Pengertian Entalpi Pembentukan Standar

Entalpi pembentukan standar Hf suatu senyawa adalah perubahan entalpi yang menyertai pembentukan satu mol molekul dari unsur-unsurnya dengan semua zat pada keadaan standar. Entalpi pembentukan standar mempunyai simbol ∆Hfo. Superskrip nol pada fungsi termodinamik mengindikasikan adanya proses yang berlangsung pada keadaan standar.

Penjelasan Entalpi Pembentukan Standar

Pada reaksi pada tekanan konstan, entalpi dapat diketahui dengan menggunakan kalorimeter. Nilai H pada proses tidak dapat diketahui dengan pengukuran langsung pada sebuah kalorimeter karena proses terlalu lambat pada tekanan normal. Jadi H dalam proses ini dapat dihitung dari jumlah pembakaran. Simbol derajat pada fungsi termodinamik (Ho) mengindikasikan bahwa proses yang sama telah dilakukan pada keadaan standar. Sebagai fungsi termodinamik, seringkali tergantung pada konsentrasi atau tekanan zat yang bersangkutan.

Nilai entalpi standar diukur pada temperatur 298,15 K dan tekanan 100 kPa. Meskipun demikian, reaksi tidak berlangsung secara normal pada kondisi standar ini dan maka dari itu penting untuk mengetahui hubungan untuk melihat pengaruh temperatur dan tekanan pada kalor reaksi.

Entalpi Pembentukan Standar

Di bawah ini adalah contoh bebarapa entalpi pembentukan standar zat kimia.

Senyawa ∆Hfo (kJ mol-1)
H2O(l) -285,8
H2O(g) -241,8
H2(g) 0
O2(g) 0
I2(s) 0
I2(g) 62,4
Al(s) 0
Al2O3(s) -1675,7
Ca(s) 0
CaO(s) -635,1
CaCO3(s) -1206,9
C (grafit) 0
C (intan) 1,9
CO2(g) -393,5
N2(g) 0
NO2(g) 33,2
N2O4(g) 9,2

Hukum Kirchhoff

Hukum Kirchhoff menjelaskan bahwa variasi entalpi sebuah reaksi dengan perubahan temperatur.
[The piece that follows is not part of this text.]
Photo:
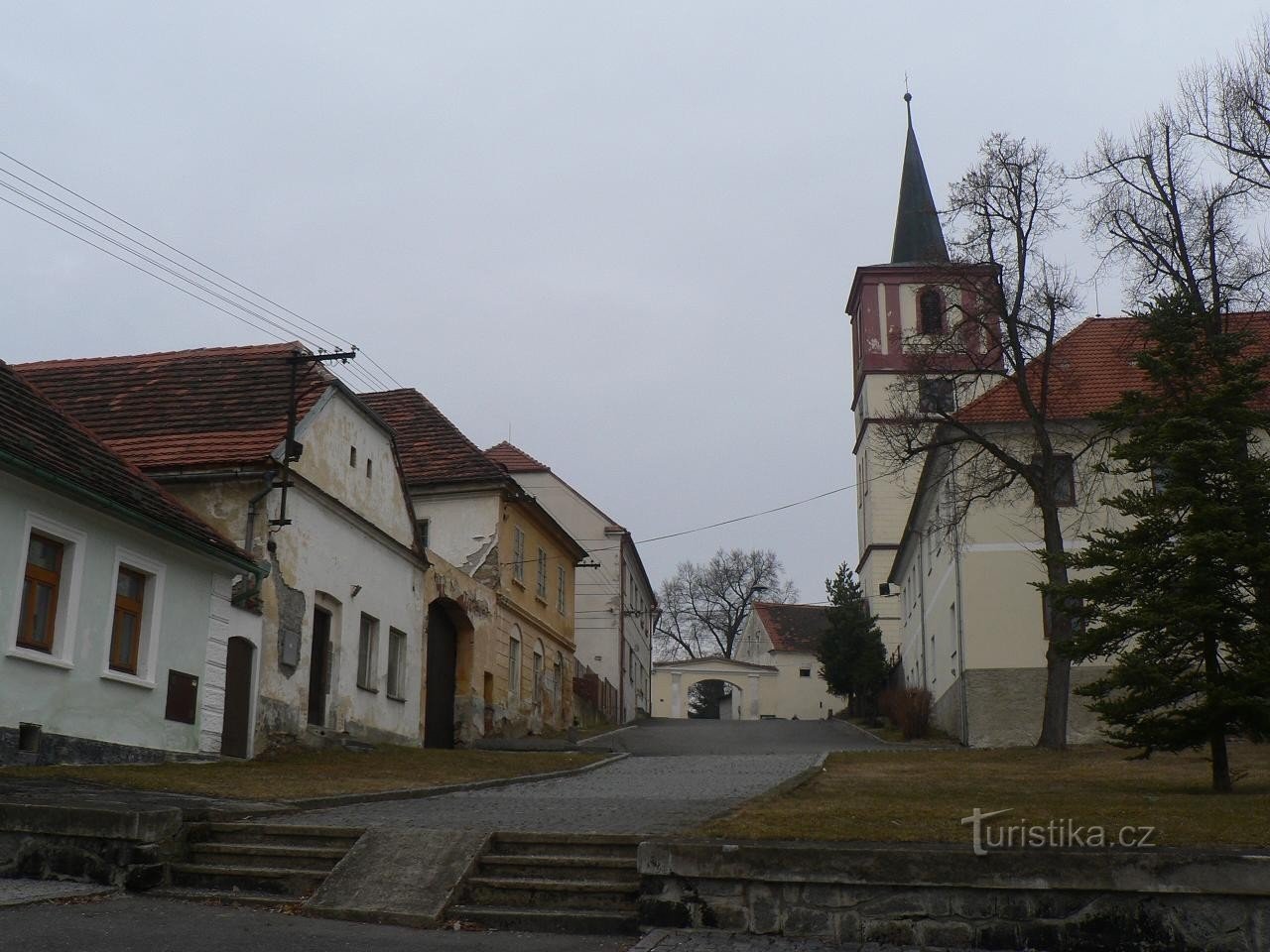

Pada tekanan konstan, perubahan entalpi reaksi setara dengan kapasitas kalor dan perubahan temperatur.

ΔHTf –ΔHTi = (Cpf-Cpi) (Tf-Ti)

Dimana ΔHTf dan ΔHTi adalah perubahan entalpi pada temperatur Tf and Ti berturut-turut, Cpf dan Cpi adalah kapasitas kalor produk dan reaktan.
Persamaan diatas hanya berlaku untuk perubahan temperatur yang kecil (<100 K) sehingga kapasitas kalor tidak konstan dengan perubahan suhu yang lebih besar.